Clerisvaldo B. Chagas, 24 de julho de 2026

Escritor Símbolo do Sertão Alagoano

Crônica: 4449

 



A palavra “Cabuloso” parece ser exclusiva do povo alagoano. Vim conhecê-la  quando criança, em Maceió e fui ouvi-la depois esporadicamente e, até nos últimos tempos na boca de um  alto político do estado que tinha esse linguajar raiz. E, obedecendo a esse linguajar regional que nunca pretendo abandoná-lo, vim chamar de “cabulosa”, essa missão do escritor de corrigir livro após enviá-lo para a  impressão. A gráfica, antes de imprimir um livro, ela envia a prova, chamada popularmente de “boneca”, para o autor verificar qualquer erro que possa ter acontecido. É essa a missão cabulosa a que me refiro. Estamos mais uma vez corrigindo uma “boneca”, tarefa que exige muita paciência e paz de espírito para sua realização. É necessária? É. Mas, não deixa de ser cabulosa.

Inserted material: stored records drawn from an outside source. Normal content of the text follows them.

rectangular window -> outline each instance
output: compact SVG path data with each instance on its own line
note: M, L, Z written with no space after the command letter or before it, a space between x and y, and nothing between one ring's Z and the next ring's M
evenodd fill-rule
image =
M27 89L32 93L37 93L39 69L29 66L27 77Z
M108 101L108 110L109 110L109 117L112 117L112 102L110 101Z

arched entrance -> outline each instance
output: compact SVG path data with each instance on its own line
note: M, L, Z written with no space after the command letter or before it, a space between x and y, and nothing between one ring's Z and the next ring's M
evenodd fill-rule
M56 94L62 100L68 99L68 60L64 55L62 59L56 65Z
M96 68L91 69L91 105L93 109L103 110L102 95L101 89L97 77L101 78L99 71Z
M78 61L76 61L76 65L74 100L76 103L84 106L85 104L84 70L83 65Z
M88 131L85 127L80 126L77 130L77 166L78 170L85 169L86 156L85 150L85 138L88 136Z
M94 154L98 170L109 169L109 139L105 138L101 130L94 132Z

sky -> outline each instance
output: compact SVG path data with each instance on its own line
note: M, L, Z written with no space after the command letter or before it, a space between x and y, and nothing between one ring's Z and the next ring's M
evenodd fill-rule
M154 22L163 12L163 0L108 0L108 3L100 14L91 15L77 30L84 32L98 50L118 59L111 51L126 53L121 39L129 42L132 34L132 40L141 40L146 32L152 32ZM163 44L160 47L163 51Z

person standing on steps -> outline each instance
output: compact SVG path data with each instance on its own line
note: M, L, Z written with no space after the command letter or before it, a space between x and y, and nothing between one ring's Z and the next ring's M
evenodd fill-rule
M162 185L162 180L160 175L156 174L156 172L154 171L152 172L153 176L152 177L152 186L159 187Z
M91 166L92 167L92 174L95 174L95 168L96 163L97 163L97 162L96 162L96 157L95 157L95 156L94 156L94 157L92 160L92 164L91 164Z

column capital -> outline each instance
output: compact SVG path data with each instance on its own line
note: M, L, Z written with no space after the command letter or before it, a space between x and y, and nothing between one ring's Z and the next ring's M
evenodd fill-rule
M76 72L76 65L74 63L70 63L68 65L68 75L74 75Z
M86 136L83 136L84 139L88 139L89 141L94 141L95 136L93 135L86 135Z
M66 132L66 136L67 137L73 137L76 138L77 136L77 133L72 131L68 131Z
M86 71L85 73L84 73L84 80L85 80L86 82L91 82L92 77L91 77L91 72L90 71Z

No momento estou verificando a “boneca” de um novo livro. Trata-se do documentário BARRA DO IPANEMA, UM POVOADO ALAGOANO. Barra do Ipanema é um paraíso do rio São Francisco  localizado no município de Belo Monte, dois quilômetros abaixo da sede. O livro que conta sua história desde o século XVII, proporciona ao leitor e a leitora muitos conhecimentos num misto de lazer e pesquisa. O  livro BARRA DO IPANEMA, é fruto do seu antecessor IPANEMA, UM RIO MACHO, interessa de perto às três cidades de Alagoas banhadas pelo rio Ipanema, como Poço das Trincheiras, Santana do Ipanema e Batalha, além da própria Belo Monte que não é banhada por ele, mas o município, sim. Vários outros povoados dos quatro municípios citados também são banhados pelo Panema.

Por falar no assunto, chega-se a Belo Monte através da cidade de Batalha, cuja rodovia entre ambas as cidades já se encontra asfaltada. Esperamos chegar a Belo Monte no início de agosto rodando pelo asfalto dali pela primeira vez. Quem vem da capital Maceió, o melhor roteiro é passar por Arapiraca, seguir para Batalha e “queimar o chão” até Belo Monte. Porém, querendo seguir para o povoado sem entrar na sede, existe uma bifurcação bem perto do rio que guiará o seu destino. Tudo vale a pena.